The results of the historical survey are not primarily determined by the criterion that an object must have what might be called a living unity. That is to say, such work is primarily analytical. The historical survey is chiefly concerned with the relations which the object examined might hypothetically have formed part of and to a lesser extent with the object itself; it looks away from this towards the network of conditions which may be said to determine the object. This network should be envisaged as a kind of spectrum of possibilities of different kinds dealing with technological history, specialist knowledge, marketing conditions, class, movements in style and so on, which the Annamirl stove might be related to as a historical object. The survey will indicate possibilities, alternatives.
The exposition of the content of the experience of Annamirl has an entirely different aim, though. It resembles artistic creativity in that it attempts to give form to something that everyday language cannot shape either verbally or in terms of images: the purpose here is to create an object – in this case the suite of images collected under four headings which can be used to gain an insight into the experience.

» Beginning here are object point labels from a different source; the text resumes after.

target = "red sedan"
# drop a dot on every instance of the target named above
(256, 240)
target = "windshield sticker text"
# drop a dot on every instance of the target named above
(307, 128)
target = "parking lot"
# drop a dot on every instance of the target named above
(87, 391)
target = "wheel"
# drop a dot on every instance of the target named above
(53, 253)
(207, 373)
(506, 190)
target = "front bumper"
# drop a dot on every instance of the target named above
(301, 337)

In the course of my survey I came across a variety of elements in which, in my capacity as viewer, I expanded my own horizon by means of a self-comprehension of sorts. If I were to try to enumerate a number of fruitful possibilities which my emphasis on the experience suggests, I would mention the following. It is the experience and the response that can direct attention to what is unique and new in a certain image. Model-hunting in a limited sense tends to efface the image by relating its different parts to other images if the study is not rendered complete by approaches of other kinds. The response joins these fragments together, emphasising the concrete wholeness which is its most salient feature; that part of the research process is, to my mind, as important as the investigation of the relationships of the image.
Connected with this are the possibilities of art reception studies to account for the evocative life of a work of art, its living, creative matter, because it is able to examine why a certain work of art has succeeded in surviving the time and milieu of its origin. Or has not succeeded in doing so. It is only the response which can make a historical work of art continue to be alive as a work of art.

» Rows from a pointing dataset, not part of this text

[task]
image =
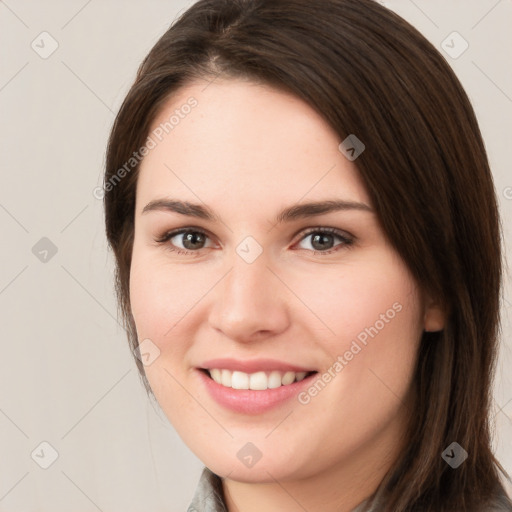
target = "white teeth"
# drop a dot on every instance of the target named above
(240, 380)
(274, 380)
(288, 378)
(225, 378)
(257, 381)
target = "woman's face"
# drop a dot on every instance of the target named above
(260, 296)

When the creative element in the experience of a historical work of art is emphasised, semantic energies are released, showing meanings which may not always have been obvious to contemporary viewers who saw the work of art when it was new. The "models" which a modern viewer, in responding to a work of art, relates to a historical work of art may be of a later date than the work studied, a phenomenon which a historical survey cannot describe or explain.
It is possible that all historico-critical research emanates from one's experience of a work of art; it is often the subjective experience of an object or a phenomenon that provides the impetus to carry out a particular survey. My study shows how important it is, at least in a case such as this one, to go back to the object and – not least – if it is possible, to the original experience of it.